Occasionally when I read scripture it surprises me, says Dave Newton.
I had made it.
Three months of planning, duplicitous living, secrets and half-truths had all been exposed with one word that brought me so much freedom.
As I guided my wife into a room packed with friends and family, her surprise birthday party was now out in the open and we could get on with enjoying the evening.
I wonder if you have ever been surprised – you heard some unexpected news, received a text that changed the course of your day, week or year. Your favourite team won their match in astonishing circumstances, or someone you looked up to and respected let you down.
Occasionally when I read Scripture it surprises me. It’s not that I’ve not read it before or I am unfamiliar with it, but there are moments and accounts which really grab my attention.
I think of the moment when Jesus entered the temple and turned over the tables, driving out the tax collectors (Matt 21:12-13, Mark 11:15-18), or the time He said to Peter, "Get behind me, Satan," (Matt 16:23).
By-the-way, neither of these are recommended as practice in pastoral ministry.
There are two accounts though that stand out for me which help indicate the heart and priority of Jesus towards people.
The first is how he treats the woman caught in 'the very act' of adultery (John 8:1-11), and the other is his scathing exchange with the religious leaders (Matt 23:27-28).
It is more than clear throughout the life, actions and teaching of Jesus that one thing he would not tolerate was hypocrisy.
The Oxford Dictionary defines hypocrisy as 'the practice of claiming to have higher standards but failing to live up to them.'
Jesus launched into the religious leaders expressing, "Woe to you, teachers of the law and Pharisees, you hypocrites. You are like whitewashed tombs, which look beautiful on the outside but on the inside are full of the bones of the dead and everything unclean. In the same way, on the outside you appear to people as righteous but, on the inside, you are full of hypocrisy and wickedness." (Matt 23:27-28).
As if this were not surprising enough, he went on to call these devout religious leaders a 'brood of vipers.'"
And yet Jesus was presented with a woman who had clearly been caught breaking the law and was invited to offer his judgment based on his interpretation of the law of Moses. In this instance, Jesus clearly shows grace and forgiveness and offers transformation by highlighting the sin of all present rather than exposing the one.
It seems apparent that hypocrisy is something that has no place in God’s economy.
Recent events in culture have also brought their surprise; whether it is prominent Christian leaders and their hidden lives, or government officials saying one thing and doing another. In both these instances, it has been clear that hypocrisy is not something culture is willing to tolerate.
As we seek to be light in a generation that so desperately needs it, it is vital that in our attempt to uphold Christian values and stand up for what we believe, we don’t unintentionally miss opportunities to offer grace and forgiveness.
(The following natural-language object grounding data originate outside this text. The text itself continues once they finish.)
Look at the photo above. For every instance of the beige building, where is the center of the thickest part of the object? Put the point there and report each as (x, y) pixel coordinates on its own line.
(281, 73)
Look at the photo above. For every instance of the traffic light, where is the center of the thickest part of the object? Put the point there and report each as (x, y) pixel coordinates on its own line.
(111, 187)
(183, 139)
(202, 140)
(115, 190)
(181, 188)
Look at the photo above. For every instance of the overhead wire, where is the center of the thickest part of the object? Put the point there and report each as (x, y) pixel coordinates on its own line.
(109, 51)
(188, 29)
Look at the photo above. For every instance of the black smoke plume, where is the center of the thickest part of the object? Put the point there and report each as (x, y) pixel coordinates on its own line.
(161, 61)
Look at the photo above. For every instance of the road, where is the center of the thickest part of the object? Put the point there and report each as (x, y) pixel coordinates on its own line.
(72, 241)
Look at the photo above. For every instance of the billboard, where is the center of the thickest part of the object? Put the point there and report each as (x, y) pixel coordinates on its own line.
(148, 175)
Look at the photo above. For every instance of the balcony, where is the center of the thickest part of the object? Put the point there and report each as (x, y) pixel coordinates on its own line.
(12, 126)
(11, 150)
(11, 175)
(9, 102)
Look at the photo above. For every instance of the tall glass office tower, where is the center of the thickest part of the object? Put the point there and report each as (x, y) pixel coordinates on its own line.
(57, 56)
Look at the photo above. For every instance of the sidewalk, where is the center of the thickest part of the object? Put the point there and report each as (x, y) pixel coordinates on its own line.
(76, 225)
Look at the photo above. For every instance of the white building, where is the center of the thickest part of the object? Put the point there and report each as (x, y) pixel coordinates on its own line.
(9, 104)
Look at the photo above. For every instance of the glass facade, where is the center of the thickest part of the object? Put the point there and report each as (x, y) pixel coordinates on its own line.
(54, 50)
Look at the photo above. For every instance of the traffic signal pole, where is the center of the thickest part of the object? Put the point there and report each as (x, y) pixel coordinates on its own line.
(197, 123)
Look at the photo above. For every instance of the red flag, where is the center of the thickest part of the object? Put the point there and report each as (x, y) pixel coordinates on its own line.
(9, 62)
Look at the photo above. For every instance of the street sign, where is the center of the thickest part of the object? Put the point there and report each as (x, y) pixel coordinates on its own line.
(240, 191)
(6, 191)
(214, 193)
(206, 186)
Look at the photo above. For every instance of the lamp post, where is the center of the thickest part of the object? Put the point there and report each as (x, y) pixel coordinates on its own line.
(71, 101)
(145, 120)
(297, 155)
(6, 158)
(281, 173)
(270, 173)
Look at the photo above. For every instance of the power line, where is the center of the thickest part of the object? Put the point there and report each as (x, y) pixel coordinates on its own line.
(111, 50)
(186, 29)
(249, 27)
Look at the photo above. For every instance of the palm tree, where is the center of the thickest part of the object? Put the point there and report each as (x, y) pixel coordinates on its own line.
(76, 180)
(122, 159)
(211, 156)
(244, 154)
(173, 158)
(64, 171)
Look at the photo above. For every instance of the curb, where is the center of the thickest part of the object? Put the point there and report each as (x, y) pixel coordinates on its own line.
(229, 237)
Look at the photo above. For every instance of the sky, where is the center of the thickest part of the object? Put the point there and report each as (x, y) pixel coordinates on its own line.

Shining the light doesn’t simply expose the darkness it also transforms it, leaving it significantly different to how we found it.
To be true beacons of light in our communities, families and society, we must ensure our actions and motives match our words; that the freedom we declare and offer is also lived and experienced.
Let's ensure that the surprise we offer people is the hope and example of a life truly transformed by Jesus.